ICTSI sets sights on port deals in emerging African markets

International Container Terminal Services Inc. (ICTSI), a global ports operator led by billionaire Enrique Razon Jr., is eyeing port deals in North Africa as it continues to bet on fast-growing emerging markets in the continent, a company official said last week.

Fernando Gaspar, ICTSI senior vice president and chief administration officer, said that the group was focused on opportunities in Africa, even as it prequalified for port deals in Greece and Israel.

“Africa is coming up right now. We want to do in Africa over the next few years what we have done in Latin America over the last seven years,” Gaspar said on the sidelines of the Asean Business Awards.

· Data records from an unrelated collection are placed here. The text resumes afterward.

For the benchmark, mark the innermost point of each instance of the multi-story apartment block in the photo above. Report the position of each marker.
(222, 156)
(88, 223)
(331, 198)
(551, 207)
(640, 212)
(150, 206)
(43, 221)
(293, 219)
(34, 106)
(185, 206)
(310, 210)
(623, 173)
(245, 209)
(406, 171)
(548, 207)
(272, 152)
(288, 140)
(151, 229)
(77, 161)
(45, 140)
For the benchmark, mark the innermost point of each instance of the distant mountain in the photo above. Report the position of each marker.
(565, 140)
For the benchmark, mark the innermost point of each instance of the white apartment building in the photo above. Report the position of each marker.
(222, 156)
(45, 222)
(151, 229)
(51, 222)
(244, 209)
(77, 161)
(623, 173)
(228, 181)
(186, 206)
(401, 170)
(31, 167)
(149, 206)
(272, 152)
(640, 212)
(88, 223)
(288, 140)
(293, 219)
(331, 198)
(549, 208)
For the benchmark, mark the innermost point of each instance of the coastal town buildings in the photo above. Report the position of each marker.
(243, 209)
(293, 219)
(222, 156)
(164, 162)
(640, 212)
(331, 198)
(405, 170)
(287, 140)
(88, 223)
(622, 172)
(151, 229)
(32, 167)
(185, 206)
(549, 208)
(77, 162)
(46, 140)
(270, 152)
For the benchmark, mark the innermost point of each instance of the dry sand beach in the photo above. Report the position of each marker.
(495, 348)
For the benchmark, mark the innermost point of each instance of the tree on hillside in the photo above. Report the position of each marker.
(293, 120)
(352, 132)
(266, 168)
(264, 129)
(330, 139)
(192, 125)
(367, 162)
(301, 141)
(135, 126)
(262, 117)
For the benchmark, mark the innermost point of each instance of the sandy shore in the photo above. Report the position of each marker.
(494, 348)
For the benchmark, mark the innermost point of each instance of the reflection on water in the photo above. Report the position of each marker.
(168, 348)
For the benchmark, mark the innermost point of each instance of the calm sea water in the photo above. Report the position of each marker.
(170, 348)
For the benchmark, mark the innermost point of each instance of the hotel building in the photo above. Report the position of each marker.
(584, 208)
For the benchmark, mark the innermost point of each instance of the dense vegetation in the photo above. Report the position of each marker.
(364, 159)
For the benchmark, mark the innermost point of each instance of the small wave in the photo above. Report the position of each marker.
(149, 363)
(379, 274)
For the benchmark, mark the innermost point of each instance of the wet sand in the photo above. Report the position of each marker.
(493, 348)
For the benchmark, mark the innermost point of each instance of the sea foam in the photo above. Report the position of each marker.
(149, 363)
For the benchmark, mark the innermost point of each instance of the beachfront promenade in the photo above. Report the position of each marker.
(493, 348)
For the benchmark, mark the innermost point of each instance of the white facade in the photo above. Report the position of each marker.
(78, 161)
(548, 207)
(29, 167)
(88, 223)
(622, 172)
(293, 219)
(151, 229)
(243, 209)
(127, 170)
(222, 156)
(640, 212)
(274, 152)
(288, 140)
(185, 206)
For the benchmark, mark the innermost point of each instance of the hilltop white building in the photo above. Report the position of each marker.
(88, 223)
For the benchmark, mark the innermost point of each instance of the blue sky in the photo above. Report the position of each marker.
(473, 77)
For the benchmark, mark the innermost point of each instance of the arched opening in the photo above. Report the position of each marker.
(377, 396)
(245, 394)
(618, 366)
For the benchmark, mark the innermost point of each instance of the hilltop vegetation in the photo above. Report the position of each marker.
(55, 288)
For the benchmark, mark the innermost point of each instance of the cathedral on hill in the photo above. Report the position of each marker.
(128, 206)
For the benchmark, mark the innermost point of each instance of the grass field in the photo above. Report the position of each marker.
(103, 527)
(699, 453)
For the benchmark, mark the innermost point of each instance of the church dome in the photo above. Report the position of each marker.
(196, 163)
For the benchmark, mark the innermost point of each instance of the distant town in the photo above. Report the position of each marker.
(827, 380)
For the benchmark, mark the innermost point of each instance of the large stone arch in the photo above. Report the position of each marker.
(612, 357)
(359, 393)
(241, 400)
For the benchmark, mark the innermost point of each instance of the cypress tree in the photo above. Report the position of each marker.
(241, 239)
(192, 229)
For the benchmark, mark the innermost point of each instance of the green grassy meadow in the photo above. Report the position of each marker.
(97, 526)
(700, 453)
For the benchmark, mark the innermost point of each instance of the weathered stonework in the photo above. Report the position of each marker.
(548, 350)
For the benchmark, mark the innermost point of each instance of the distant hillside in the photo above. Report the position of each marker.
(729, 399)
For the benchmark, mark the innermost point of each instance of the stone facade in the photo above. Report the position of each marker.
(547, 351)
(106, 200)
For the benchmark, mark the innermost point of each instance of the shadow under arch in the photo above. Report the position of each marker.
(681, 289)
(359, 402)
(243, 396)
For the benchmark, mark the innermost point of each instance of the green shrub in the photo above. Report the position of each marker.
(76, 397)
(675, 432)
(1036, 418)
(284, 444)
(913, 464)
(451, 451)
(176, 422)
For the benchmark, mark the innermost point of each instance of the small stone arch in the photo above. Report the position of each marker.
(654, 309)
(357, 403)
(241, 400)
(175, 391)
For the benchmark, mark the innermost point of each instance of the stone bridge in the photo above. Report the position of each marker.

“The place where we are making a very big push is Africa,” he added.

ICTSI, which operates the Manila International Container Terminal—the country’s main gateway for shipping cargo—entered Africa in 2005 via the Madagascar International Container Terminal. It is currently investing in the Republic of Congo and Nigeria, previous filings showed.

Gaspar noted that many nations in the continent offered various growth opportunities, even in more developed countries like South Africa.

“Right now South Africa has not gone into privatization. But we would be interested if they were,” he said.

Apart from this, Gasper said they were keen on opportunities in Eastern Europe and remaining deals in the Eastern Mediterranean while declining to elaborate further.

Diversifying abroad has been a key part of ICTSI’s strategy, helping it sustain earnings moving forward. It said in a filing last month that net income during the first half of 2014 hit $101.7 million, up 23 percent. It said revenues were up 23 percent to $510.3 million.

ICTSI handled consolidated volume of 3.57 million twenty-foot equivalent units (TEU) for the first six months of 2014, 18 percent more than the same period last year.

This was mainly due to the growth in international and domestic trade in most of the company’s terminals and the volume generated by Contecon Manzanillo S.A. (CMSA) and Operadora Portuaria Centroamericana, S.A. de C.V (OPC), the company’s new container terminals in Manzanillo, Mexico and Puerto Cortes, Honduras, respectively.

The company’s seven key terminal operations in Manila, Brazil, Poland, Madagascar, China, Ecuador and Pakistan accounted for 70 percent of the group’s consolidated volume in the first half of 2014.

For the quarter ending June 30, 2014, total consolidated throughput was 18 percent higher at 1.81 million, it said.

Capital expenditures for the first half of 2014 amounted to $104.5 million, approximately 34 percent of the $310-million capital expenditure budget for the full year 2014, ICTSI noted.